I think that the new edit made the final shot work, but I think it was really down to the last shot but one: the shot of the mountainside. Prior to that I think the sequence of the landscape images works, but perhaps would work better with being set up: that is if Claire is absent in these shots she needs to be present before then. This means setting up something where we find her in the forest in a sequence between leaving her sister and this sequence.
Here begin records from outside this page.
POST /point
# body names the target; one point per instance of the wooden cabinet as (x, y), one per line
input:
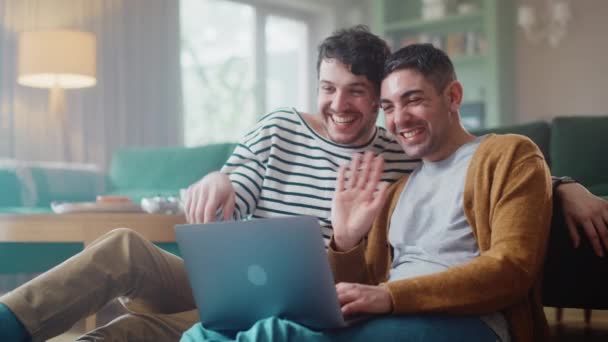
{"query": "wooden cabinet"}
(478, 36)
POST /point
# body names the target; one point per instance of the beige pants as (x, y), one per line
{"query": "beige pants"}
(121, 263)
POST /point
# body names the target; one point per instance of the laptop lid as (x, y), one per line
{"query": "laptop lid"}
(244, 271)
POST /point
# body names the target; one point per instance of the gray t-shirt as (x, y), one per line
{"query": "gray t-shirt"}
(429, 230)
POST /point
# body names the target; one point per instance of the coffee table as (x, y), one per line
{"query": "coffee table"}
(85, 228)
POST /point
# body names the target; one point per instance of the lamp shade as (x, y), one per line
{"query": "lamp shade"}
(64, 59)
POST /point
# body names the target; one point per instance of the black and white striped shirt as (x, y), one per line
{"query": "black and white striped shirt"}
(284, 168)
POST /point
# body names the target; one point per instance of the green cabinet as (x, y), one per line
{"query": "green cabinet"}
(478, 36)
More ideas below...but first some of the comments from David on the ending:
So altogether...
We create another part at the end, along with the first three, a part that starts after her view of her sister below and runs to the final shot. This includes a sequence of landscape shots where Claire is absent, it doesn't need her. This final sequence will develop the language of the film, perhaps a slower film stock (64ASA), a wider lens (we may to have borrow one!), perhaps a different pace for Claire, a different way she moved through the landscape, and then more. In what happens there is a difference too. I have been imagining images of her, capturing as if an animal, that is not self-conscious, instinctive, as a part of the place. A landscape, trees and shrubs, a small creek. It is light at the top, but down low, where the shrubs are concentrated it is dark, filled with shadows. We have not seen Claire for sometime so it takes some to make her out at the bottom-right of the frame, crouched over, concentrating on some task. We don't know what. Yes, she is drinking from the creek, like an animal at the watering hole. We come closer. She continues to drink, then looks up, hearing something. Then we write the sounds with the images, that is instead of sounds being an adjunct of the image, rather the images picture the sound, eg. we see what is making noise. Again we have left Claire behind.
We eventually reach the shot of the mountainside that presently work so well - JC calls this is Ozu shot. We use the last shot, but we also create other shots which build it, eg. fragments of her or the place, with perhaps her out of focus (soft) in contrast with the a sharp image in the foreground. The idea is that we play with the idea that she is a part of the landscape, using focus, light and shadow...
Is that what happens between leaving Natalie and the final shot?
Well more on this later this week after I meet with David. I promise to be more involved this month.